Cash Flows from Investing Activities

In the six months ended June 30, 2022, cash used in investing activities was
$5.6 million, compared to $2.1 million in the six months ended June 30, 2021, an
increase in cash used of $3.5 million. The increase was primarily attributable
to an increase in cash used to purchase property and equipment and issue notes
receivables, partially offset by an increase in cash received from collection of
notes receivable, increase in cash proceeds from sales of assets and decrease in
cash used to purchase studios.

Cash Flows from Financing Activities

In the six months ended June 30, 2022, cash used in financing activities was
$12.6 million, compared to cash provided by financing activities of $10.5
million
in the six months ended June 30, 2021, an increase in cash used of $23.1
million
. The increase in cash used was primarily attributable to dividend
payment of $9.7 million, a decrease in borrowings on long-term debt of $218.4
million
, decrease in distribution to Member of $10.6 million, lower debt
issuance costs of $0.9 million and lower payments on long-term debt and
contingent consideration of $193.4 million.

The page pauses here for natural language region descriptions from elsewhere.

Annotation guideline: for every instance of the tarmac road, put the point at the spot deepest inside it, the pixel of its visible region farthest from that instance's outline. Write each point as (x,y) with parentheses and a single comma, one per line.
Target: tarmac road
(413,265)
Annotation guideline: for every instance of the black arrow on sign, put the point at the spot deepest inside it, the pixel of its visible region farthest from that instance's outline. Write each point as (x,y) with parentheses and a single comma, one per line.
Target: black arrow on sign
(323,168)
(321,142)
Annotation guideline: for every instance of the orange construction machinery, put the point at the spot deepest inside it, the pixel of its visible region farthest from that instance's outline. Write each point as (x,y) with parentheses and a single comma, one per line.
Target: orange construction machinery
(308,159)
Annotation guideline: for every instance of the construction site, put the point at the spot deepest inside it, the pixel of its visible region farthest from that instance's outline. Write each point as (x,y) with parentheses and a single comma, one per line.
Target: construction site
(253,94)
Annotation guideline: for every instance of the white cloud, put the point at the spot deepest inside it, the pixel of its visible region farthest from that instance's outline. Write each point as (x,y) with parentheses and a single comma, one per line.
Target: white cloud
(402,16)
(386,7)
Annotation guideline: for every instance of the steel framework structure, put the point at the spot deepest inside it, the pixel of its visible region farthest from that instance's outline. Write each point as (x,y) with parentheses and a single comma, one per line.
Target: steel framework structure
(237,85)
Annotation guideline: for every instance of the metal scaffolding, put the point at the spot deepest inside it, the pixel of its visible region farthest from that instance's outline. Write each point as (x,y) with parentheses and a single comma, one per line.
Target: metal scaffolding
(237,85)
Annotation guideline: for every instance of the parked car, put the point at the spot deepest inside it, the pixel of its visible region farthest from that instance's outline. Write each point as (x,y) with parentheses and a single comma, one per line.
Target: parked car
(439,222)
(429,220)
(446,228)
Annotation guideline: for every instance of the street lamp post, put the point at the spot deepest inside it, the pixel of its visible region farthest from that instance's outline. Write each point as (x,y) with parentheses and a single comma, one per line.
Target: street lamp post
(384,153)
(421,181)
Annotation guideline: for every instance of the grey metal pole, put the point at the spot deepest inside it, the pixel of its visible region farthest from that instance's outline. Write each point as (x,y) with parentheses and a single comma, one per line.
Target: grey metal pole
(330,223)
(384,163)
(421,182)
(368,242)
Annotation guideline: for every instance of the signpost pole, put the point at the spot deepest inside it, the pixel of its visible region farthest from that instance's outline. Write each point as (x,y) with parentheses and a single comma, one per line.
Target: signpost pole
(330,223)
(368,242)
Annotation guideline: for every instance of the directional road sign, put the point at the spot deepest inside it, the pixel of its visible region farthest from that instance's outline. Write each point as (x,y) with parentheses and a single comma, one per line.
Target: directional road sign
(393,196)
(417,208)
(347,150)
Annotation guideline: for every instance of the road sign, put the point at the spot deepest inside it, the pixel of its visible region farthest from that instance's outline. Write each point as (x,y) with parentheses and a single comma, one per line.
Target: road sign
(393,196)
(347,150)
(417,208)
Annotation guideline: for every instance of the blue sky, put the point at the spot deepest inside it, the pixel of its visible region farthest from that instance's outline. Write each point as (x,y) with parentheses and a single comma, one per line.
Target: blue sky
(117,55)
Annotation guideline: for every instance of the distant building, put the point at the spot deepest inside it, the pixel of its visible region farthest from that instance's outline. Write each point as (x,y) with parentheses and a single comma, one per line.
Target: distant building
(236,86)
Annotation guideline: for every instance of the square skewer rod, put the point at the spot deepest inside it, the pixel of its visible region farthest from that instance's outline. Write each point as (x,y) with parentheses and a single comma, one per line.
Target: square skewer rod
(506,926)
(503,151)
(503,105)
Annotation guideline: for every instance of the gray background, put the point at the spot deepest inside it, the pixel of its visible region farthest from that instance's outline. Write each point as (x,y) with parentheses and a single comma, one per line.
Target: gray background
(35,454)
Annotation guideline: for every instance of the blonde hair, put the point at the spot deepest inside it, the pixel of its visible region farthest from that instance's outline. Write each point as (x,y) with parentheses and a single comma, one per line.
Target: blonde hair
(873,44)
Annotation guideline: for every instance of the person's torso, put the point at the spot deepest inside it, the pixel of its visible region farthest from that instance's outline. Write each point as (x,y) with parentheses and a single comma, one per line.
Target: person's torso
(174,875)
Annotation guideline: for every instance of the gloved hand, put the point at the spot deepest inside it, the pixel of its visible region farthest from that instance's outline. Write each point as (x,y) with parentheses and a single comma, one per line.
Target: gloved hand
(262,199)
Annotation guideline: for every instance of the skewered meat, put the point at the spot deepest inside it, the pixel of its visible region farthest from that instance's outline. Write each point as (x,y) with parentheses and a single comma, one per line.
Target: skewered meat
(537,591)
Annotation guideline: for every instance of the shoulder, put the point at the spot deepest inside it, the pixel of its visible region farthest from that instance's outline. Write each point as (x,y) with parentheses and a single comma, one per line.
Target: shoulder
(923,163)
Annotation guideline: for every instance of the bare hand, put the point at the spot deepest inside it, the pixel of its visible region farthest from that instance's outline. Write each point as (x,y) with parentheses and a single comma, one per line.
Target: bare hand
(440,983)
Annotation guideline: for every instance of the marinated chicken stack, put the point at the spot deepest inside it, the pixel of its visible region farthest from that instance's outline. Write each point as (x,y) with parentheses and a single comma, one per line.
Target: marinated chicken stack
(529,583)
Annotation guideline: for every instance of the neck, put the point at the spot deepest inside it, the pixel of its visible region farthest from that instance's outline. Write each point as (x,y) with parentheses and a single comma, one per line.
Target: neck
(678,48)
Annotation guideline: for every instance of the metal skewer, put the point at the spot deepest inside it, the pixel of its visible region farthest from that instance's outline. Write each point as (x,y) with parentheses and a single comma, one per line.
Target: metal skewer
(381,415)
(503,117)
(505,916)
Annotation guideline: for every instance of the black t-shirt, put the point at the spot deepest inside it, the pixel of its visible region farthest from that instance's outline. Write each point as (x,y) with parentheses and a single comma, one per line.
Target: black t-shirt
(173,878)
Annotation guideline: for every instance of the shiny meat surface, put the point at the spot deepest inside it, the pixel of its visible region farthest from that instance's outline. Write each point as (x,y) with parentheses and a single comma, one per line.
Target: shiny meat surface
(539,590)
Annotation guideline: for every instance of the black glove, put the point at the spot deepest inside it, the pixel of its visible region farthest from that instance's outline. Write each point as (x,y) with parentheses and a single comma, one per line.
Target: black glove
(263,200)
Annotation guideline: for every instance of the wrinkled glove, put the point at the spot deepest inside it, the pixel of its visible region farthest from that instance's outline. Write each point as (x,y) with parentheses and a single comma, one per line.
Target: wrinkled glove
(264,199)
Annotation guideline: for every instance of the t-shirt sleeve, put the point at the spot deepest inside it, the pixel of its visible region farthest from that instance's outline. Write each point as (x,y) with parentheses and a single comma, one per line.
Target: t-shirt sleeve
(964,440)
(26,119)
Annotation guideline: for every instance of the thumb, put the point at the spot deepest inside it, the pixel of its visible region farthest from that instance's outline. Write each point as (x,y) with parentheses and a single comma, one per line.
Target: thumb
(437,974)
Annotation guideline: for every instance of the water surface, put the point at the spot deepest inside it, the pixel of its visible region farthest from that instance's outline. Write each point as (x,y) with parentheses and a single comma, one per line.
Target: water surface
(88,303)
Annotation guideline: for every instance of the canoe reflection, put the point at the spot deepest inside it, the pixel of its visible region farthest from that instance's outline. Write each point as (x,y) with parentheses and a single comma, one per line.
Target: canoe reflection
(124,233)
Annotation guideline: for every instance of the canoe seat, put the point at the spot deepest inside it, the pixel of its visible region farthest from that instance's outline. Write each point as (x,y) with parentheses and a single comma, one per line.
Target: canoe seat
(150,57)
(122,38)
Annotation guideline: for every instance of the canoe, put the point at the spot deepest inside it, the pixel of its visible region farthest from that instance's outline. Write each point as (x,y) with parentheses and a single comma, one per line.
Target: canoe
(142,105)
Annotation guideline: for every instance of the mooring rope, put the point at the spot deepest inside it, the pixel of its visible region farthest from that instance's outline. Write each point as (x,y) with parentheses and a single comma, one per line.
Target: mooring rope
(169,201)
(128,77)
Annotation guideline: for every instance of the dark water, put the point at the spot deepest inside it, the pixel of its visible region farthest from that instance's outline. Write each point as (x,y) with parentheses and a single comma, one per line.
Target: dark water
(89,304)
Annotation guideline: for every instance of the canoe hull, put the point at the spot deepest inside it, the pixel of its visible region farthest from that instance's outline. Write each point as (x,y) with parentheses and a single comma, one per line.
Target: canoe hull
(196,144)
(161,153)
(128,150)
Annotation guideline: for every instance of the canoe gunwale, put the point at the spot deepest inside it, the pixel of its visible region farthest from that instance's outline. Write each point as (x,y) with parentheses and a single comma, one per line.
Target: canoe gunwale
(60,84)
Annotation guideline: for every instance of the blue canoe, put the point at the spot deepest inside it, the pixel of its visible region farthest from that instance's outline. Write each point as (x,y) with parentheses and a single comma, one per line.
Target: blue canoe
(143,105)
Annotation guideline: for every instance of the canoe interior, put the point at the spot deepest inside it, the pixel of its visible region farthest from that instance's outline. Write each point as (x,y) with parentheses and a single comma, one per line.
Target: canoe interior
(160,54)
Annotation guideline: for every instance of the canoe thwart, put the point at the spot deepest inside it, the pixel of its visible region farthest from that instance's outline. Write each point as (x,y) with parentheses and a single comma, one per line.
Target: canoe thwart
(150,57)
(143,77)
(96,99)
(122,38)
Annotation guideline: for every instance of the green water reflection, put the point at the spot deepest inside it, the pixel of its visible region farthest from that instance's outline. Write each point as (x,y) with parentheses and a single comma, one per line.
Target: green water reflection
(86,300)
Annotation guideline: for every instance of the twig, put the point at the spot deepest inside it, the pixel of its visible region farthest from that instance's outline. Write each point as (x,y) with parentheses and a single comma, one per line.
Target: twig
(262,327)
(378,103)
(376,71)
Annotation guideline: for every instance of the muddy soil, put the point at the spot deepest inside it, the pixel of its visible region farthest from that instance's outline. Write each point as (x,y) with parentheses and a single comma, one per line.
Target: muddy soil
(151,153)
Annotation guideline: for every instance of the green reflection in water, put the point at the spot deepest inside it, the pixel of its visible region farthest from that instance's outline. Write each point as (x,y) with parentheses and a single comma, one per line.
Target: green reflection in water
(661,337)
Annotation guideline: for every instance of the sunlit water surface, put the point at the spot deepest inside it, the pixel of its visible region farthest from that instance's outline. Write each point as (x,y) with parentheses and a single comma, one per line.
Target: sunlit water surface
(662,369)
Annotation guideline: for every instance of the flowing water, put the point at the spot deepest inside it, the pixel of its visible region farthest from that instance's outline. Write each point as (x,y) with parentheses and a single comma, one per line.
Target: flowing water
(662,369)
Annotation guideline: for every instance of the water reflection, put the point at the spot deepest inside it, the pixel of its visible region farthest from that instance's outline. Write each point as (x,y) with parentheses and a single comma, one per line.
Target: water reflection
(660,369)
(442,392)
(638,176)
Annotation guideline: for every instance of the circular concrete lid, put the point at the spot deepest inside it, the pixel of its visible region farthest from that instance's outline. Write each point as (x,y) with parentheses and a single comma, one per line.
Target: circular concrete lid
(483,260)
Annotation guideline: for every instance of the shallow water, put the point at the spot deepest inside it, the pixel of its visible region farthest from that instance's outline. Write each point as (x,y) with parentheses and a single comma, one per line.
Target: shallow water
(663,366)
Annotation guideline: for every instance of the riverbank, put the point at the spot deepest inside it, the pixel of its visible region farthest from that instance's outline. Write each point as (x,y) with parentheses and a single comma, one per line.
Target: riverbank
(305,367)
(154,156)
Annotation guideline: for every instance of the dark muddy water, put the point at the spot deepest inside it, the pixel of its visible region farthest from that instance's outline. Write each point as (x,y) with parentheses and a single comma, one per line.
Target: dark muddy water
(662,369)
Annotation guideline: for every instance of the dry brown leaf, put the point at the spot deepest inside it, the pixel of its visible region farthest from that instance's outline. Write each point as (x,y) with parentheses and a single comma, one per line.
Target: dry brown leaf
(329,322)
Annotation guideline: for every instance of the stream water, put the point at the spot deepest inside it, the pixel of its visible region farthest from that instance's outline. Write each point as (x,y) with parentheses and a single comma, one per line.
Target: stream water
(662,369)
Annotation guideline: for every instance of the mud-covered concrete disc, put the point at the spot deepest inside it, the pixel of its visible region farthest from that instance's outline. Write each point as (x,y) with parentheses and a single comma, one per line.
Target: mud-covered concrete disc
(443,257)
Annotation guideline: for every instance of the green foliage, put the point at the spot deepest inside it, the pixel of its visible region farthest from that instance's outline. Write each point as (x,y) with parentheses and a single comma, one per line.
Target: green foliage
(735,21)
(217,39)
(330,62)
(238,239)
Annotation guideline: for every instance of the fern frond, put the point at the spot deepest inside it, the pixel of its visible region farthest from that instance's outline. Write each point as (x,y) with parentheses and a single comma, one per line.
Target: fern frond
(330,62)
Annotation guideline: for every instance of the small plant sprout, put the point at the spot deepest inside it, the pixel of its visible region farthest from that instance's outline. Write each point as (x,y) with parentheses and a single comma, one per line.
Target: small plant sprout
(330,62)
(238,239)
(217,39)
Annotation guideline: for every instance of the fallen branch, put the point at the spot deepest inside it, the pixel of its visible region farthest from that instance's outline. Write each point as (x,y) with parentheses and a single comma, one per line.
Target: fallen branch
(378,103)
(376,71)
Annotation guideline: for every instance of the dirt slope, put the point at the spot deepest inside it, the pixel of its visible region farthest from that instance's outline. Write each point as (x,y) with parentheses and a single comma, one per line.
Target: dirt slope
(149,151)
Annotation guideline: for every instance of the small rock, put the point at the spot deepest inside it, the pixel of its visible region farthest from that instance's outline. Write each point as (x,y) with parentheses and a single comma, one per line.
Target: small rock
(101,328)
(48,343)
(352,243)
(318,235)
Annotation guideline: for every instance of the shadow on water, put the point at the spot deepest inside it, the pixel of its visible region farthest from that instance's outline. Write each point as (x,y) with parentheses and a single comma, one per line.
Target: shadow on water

Off-Balance Sheet Arrangements
As of June 30, 2022, we did not have any off-balance sheet arrangements as
defined in the rules and regulations of the Securities and Exchange Commission
(the “SEC”).
Critical Accounting Policies and Estimates

There have been no significant changes to our critical accounting policies and
estimates from the information provided in Part II, Item 7, “Management’s
Discussion and Analysis of Financial Condition and Results of Operations,”
included in our Form 10-K for the year ended December 31, 2021, except for the
adoption of Accounting Standards Update (“ASU”) No. 2016-02, “Leases (Topic
842)” which we adopted on January 1, 2022. For further discussion on the
adoption of this new accounting standard please see Note 2 “Summary of
Significant Accounting Policies” of Notes to Condensed Consolidated Financial
Statements in Part 1, Item 1 of this Form 10-Q.